YAMAN punya arti penting bagi Iran dan Arab Saudi. Dengan penduduk yang 35 persennya merupakan warga Syiah, Yaman dapat menjadi potensi sekutu di kawasan. Sedangkan bagi Arab Saudi, yang memiliki panjang perbatasan 1.770 kilometer dengan Yaman, keamanan dan kestabilan Yaman adalah pertaruhan yang tinggi. Jika Houthi berkuasa di Yaman, hal itu akan menjadi ancaman bagi kerajaan Sunni ini.

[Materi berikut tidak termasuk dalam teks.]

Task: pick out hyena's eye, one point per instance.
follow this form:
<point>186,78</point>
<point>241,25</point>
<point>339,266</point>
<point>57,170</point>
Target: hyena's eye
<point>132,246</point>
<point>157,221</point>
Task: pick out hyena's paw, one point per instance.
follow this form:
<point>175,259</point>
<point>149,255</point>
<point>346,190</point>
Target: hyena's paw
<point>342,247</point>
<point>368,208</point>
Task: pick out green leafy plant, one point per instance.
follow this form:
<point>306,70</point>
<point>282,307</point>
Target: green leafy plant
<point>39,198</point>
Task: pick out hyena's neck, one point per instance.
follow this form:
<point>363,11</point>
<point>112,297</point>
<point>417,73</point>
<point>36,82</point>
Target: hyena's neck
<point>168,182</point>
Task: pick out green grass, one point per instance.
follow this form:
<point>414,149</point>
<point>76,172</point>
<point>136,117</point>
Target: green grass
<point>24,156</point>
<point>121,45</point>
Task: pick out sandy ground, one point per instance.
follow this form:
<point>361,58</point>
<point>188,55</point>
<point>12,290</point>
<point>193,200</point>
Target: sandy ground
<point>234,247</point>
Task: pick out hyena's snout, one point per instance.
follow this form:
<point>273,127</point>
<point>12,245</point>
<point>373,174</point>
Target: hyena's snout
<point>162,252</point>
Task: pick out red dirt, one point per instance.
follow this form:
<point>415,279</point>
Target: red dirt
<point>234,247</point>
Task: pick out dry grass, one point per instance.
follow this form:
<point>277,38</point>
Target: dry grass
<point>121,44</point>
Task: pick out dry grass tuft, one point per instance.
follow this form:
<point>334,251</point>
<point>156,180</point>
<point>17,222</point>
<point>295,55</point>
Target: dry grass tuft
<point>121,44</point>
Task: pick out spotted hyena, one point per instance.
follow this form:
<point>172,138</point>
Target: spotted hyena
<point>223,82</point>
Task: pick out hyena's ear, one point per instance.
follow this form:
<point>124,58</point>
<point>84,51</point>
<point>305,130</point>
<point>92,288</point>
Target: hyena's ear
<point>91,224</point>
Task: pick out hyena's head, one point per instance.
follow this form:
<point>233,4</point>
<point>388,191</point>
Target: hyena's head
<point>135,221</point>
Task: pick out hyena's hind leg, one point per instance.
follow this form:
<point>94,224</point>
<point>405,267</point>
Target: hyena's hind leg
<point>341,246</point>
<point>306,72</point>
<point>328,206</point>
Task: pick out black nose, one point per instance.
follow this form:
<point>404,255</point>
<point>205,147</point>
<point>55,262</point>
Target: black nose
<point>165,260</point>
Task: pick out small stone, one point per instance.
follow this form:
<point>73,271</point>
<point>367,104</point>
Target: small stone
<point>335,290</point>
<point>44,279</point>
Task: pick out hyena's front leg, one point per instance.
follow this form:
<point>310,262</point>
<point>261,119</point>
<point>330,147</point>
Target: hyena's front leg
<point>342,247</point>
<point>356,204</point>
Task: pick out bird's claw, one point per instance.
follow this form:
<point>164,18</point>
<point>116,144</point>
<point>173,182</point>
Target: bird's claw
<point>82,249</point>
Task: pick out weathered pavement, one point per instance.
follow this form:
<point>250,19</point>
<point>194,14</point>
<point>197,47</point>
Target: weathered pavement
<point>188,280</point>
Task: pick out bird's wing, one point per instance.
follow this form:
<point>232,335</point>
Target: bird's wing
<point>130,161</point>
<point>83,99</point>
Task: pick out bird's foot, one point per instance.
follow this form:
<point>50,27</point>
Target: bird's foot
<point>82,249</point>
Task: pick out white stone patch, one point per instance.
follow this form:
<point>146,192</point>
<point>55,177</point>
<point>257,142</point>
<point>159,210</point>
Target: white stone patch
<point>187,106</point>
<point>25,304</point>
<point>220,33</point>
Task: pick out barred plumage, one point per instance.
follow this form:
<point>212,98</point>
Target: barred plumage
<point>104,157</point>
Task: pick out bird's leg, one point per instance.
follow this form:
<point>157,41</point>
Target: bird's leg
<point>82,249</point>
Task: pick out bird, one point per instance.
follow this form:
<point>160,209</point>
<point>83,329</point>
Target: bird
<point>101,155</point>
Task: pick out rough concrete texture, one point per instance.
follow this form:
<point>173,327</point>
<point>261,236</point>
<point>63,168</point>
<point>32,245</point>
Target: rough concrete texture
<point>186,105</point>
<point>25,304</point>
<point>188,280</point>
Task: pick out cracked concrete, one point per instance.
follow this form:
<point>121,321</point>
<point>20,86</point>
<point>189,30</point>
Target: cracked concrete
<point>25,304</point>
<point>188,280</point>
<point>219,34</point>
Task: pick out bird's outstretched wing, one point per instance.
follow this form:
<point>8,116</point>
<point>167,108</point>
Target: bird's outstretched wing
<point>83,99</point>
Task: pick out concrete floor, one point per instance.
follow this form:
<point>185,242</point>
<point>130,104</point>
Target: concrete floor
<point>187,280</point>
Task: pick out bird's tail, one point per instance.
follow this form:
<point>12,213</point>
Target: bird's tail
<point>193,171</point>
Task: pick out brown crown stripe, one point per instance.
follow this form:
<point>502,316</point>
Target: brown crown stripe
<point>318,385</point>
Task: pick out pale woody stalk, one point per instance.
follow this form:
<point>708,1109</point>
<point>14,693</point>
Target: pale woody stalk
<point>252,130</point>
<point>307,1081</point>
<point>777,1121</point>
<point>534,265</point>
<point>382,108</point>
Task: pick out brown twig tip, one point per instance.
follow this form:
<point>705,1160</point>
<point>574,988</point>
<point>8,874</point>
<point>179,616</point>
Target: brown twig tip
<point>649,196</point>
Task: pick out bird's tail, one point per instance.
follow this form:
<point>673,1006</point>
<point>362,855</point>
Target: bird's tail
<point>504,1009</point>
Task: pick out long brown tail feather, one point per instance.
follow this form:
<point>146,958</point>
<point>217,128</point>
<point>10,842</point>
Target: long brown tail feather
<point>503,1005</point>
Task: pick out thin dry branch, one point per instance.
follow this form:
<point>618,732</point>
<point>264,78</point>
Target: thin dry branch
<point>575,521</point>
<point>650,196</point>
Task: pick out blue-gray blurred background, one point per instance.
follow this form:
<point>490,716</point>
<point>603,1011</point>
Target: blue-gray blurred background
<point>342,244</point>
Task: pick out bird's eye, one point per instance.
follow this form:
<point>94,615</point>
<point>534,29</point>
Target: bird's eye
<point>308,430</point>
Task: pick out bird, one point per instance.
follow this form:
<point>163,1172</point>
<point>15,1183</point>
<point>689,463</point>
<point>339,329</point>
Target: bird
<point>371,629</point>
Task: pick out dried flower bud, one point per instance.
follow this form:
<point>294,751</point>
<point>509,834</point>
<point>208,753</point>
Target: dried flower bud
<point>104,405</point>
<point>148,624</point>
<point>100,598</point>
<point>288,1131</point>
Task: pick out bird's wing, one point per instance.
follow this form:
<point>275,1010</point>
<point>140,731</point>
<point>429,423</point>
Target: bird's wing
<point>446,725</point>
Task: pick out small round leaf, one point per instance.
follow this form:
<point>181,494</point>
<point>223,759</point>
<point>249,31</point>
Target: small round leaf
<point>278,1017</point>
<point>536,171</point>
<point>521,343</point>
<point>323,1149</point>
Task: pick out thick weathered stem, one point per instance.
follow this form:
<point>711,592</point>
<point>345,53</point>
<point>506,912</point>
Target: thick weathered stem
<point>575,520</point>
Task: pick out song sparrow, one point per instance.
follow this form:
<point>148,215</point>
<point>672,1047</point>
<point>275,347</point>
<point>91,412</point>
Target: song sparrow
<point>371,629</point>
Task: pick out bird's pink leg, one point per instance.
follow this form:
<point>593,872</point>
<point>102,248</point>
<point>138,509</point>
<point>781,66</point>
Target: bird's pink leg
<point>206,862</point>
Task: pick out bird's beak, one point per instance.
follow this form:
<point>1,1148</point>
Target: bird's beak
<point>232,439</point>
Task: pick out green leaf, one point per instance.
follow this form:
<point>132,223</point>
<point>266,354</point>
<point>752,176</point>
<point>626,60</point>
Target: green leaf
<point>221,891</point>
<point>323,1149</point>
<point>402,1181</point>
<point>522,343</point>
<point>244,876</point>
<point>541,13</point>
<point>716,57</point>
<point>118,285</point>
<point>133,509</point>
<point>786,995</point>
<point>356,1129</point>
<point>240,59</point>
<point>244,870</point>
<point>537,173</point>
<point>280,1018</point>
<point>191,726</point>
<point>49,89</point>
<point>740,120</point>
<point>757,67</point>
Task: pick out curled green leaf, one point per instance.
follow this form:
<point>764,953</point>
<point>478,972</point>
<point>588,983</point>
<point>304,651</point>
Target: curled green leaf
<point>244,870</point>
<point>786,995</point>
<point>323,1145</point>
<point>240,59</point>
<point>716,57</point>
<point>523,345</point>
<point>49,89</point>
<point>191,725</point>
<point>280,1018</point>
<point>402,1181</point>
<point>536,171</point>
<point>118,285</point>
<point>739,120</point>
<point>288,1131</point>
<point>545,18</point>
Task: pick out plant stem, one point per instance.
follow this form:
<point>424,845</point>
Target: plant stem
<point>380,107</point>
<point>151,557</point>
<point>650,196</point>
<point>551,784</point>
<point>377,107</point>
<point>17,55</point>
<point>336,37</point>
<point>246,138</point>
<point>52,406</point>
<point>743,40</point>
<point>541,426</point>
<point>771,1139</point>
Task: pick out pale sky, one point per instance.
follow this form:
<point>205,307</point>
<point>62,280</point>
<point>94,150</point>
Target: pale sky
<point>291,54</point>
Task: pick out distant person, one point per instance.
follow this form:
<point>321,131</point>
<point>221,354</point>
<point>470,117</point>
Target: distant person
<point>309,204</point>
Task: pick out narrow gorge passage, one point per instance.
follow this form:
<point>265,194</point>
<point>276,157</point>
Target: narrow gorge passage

Jamal Benomar memperingatkan perang pengaruh Iran-Arab Saudi bisa membuat Yaman bernasib buruk seperti tetangganya, Irak, Libanon, dan Suriah. Tiga negara itu jatuh dalam perang saudara dan terperosok dalam konflik berunsur sektarian. "Jika tidak segera tercapai kesepakatan, prospek Yaman sangat suram. Ini adalah kombinasi dari skenario seperti Irak, Libya, dan Suriah," katanya seperti dilansir CNN, pekan lalu. "Ini skenario mengerikan."
Banyak orang di Iran masygul bila mengingat bagaimana Arab Saudi mendukung mantan orang kuat Irak, Saddam Hussein-dari kelompok Sunni-selama perang Iran-Irak 1980-1988. Perang yang berlangsung delapan tahun itu menewaskan ratusan ribu orang.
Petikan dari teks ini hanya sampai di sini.